To track the movement of the coronavirus, which is evolving at an almost daily pace, some countries, such as the United States and the United Kingdom, have resorted to wastewater surveillance and analysing samples to monitor the presence of the virus in an area even before any infection arises.
Since the outbreak of the COVID-19 pandemic, the World Health Organization (WHO) has recognized the need for tests that yield rapid and accurate results for individuals and countries. Two main tests have emerged: the "polymerase chain reaction", the molecular test that detects the genetic material of the virus, and the second antigen test that investigates the presence of certain proteins on the surface of the virus.
More than 3 years have passed since the discovery of the first cases in the Chinese city of Wuhan, during which several treatments, vaccines and diagnostic tools appeared, and countries are still seeking to recover from the economic and social effects of the lockdown.
The United States can no longer bear the consequences of another lockdown, after home tests have become more than those conducted in laboratories, and official statistics have reached an unprecedented level accompanied by a general atmosphere of anxiety and unreliability, while the virus is developing itself to show more powerful mutants; longer life, and faster spread. As the symptoms of these variants are fewer, the ability of the health authorities to track the virus will diminish, which prompted them to search for other means to monitor its movement and spread.
Many technologically advanced countries resorted to the study of pathogens from a chemical source. While medical teams on the ground take samples from patients' noses and mouths, other teams are working to collect samples from another underground source, from sewage.
It is a fact that the coronavirus is transmitted through respiratory secretions, but researchers estimate that half of these secretions find their way into the sewage system. There, the genetic material of COVID-19 or its variants can be identified in a non-infectious state.
A sewage sample is taken by laboratory staff to detect the genomic sequence of the genetic material, through which they can determine the points of spread of the virus or its decline, or the emergence of new variants, during the 15 days preceding the sampling. If a site does not detect the coronavirus after performing at least one test during that 15-day period, it will be logged as “non-detects”. If no samples were collected during the 15-day period, it will be labelled as “no recent data”.
Based on this and approximately 6 months after the first cases appeared, the US Centres for Disease Control and Prevention (CDC) launched the National Wastewater Surveillance System, with funds that ensure that it will continue to publish data on 400 different sites until 2025, while many government entities concerned with public health and the environment have established their own dashboards and databases with data collected by the system.

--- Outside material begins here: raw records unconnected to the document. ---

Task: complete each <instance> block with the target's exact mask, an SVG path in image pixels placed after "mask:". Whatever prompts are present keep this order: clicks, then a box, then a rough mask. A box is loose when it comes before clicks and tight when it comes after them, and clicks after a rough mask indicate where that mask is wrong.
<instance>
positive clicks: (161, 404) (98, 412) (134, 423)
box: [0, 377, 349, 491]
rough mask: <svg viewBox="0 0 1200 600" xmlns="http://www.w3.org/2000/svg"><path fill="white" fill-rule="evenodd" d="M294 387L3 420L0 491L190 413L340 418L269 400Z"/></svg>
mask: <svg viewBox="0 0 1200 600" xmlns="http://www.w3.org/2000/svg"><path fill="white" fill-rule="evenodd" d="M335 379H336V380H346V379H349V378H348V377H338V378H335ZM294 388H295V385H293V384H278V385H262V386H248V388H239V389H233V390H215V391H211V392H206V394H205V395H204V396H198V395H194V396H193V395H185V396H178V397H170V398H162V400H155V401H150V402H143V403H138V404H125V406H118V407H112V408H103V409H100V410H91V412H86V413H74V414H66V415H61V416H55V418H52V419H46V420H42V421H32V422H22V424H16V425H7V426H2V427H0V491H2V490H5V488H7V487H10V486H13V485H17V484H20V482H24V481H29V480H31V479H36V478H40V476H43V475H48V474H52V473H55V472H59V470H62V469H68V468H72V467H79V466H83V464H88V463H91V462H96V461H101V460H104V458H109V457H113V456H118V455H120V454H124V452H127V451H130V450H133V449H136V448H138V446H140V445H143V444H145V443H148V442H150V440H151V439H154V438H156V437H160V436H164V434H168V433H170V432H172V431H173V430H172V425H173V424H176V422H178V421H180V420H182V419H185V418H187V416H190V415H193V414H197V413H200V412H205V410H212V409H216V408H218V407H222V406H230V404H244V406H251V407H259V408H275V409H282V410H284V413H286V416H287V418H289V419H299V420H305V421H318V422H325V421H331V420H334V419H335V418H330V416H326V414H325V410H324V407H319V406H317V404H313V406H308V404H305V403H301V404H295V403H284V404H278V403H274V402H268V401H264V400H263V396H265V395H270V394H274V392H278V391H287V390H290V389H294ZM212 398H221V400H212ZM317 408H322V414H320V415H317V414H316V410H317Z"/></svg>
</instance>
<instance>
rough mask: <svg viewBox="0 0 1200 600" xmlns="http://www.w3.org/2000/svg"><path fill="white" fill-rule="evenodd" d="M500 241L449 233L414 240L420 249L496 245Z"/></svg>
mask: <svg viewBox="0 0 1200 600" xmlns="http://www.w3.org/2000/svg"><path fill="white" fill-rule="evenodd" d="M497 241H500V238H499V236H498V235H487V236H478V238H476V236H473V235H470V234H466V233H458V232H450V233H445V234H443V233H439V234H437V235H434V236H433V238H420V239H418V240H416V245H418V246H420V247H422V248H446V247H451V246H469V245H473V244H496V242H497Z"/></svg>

Gradually, this method is gaining increasing popularity in countries such as Switzerland and Italy, as well as the United Kingdom, which embraced the first experience at Bangor University, and launched The Environmental Monitoring for Health Protection (EMHP) Programme, where a team of experts applied this mechanism in some major cities such as Manchester and Liverpool. After tracking virus levels, they drew up a rough map of local cases, followed by a national wastewater monitoring programme, through which, for example, the health status of 40 million people in England alone is monitored.
However, this method may not be generalizable as some areas may not have the necessary infrastructure or organized sewage networks to conduct this type of test. Until these networks are ready in every US state or British town, the data will remain limited.
Although 38% of US local public health agencies have implemented this method, only 21% plan to continue using it, which is barely more than half. The scientific methodology, from a specialized point of view, still needs to be developed, and the data may not always meet the standards of accuracy and reliability. After all, the sewage network is the final destination for many types of wastewater, such as rainwater, animal waste, and others. All of this may affect the accuracy of the samples.
Some states have faced their own challenges. In Philadelphia, for example, data collection, dissemination and updating processes take a long time, because the Philadelphia Department of Public Health has to send its samples to the laboratories of Michigan State University and wait for the results for days or even weeks. This simply defeats the main goal of the methodology, which is to quickly predict the movements of the virus and intervene in a timely manner. If all the necessary requirements are in place, these tests can detect cases days before symptoms appear. They may also detect variants before the first infections appear, which would facilitate taking the necessary precautions and decisions about resource allocation, lockdowns, testing and vaccinations. Wastewater testing is safe, low cost, and able to cover a wide segment of the population without any privacy violation. It is a suitable option for tracking emerging changes and accelerating response to protect public health.